9. The apparatus of claim 8, further comprising computer program instructions that, when executed, cause the apparatus to carry out the steps of selecting the modality of the upscaling operation based on user preferences.

10. The apparatus of claim 8, further comprising computer program instructions that, when executed, cause the apparatus to carry out the steps of selecting the modality of the upscaling operation based on performance capabilities of the platform resources.

11. The apparatus of claim 8, dynamically assigning workloads of the upscaling operation further comprises dynamically assigning the workloads based on performance capabilities of the platform resources.

12. The apparatus of claim 8, wherein dynamically assigning workloads of the upscaling operation further comprises dynamically assigning workloads of the upscaling operation to the one or more platform resources based on user preferences.

13. The apparatus of claim 8, wherein dynamically assigning workloads of the upscaling operation further comprises dynamically assigning the workloads of the upscaling operation between a first platform resource and a second platform resource based on the modality of the upscaling operation, user preferences, and performance capabilities of the first platform resource and the second platform resource.

14. The apparatus of claim 8, wherein dynamically assigning workloads of the upscaling operation further comprises dynamically assigning a rendering operation, the upscaling operation, and a display operation of the workloads between the one or more of the plurality of platform resources based on the modality of the upscaling operation, user preferences, a power state of the one or more of the plurality of platform resources, and performance capabilities of the one or more of the plurality of platform resources.

15. A computer program product for compound processing using platform resources, the computer program product disposed upon a computer readable medium, the computer program product comprising computer program instructions that, when executed, cause a computer to carry out the steps of:

16. The computer program product of claim 15, further comprising computer program instructions that, when executed, cause the computer to carry out the steps of:

selecting the modality of the upscaling operation based on user preferences; and

selecting the modality of the upscaling operation based on performance capabilities of the one or more of the plurality of platform resources.
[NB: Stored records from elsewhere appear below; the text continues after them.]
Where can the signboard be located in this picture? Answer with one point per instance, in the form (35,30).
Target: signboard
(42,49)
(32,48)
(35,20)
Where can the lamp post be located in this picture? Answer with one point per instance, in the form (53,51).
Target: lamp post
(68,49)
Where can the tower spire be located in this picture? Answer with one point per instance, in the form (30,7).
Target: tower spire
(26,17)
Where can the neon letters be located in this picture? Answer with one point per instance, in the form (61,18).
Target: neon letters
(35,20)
17. The computer program product of claim 15, wherein dynamically assigning workloads of the upscaling operation further comprises dynamically assigning the workloads based on performance capabilities of the platform resources.
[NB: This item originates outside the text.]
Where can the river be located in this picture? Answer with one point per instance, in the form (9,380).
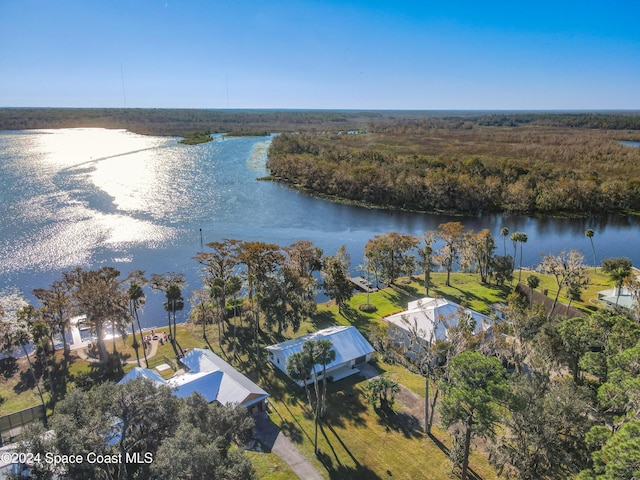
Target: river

18. The computer program product of claim 15, dynamically assigning workloads of the upscaling operation further comprises dynamically assigning workloads of the upscaling operation to the one or more platform resources based on user preferences.

19. The computer program product of claim 15, wherein dynamically assigning workloads of the upscaling operation further comprises dynamically assigning the workloads of the upscaling operation between a first platform resource and a second platform resource based on the modality of the upscaling operation, user preferences, and performance capabilities of the first platform resource and the second platform resource.

20. The computer program product of claim 15, dynamically assigning workloads of the upscaling operation further comprises dynamically assigning a rendering operation, the upscaling operation, and a display operation of the workloads between the one or more of the plurality of platform resources based on the modality of the upscaling operation, user preferences, a power state of the one or more of the plurality of platform resources, and performance capabilities of the one or more of the plurality of platform resources.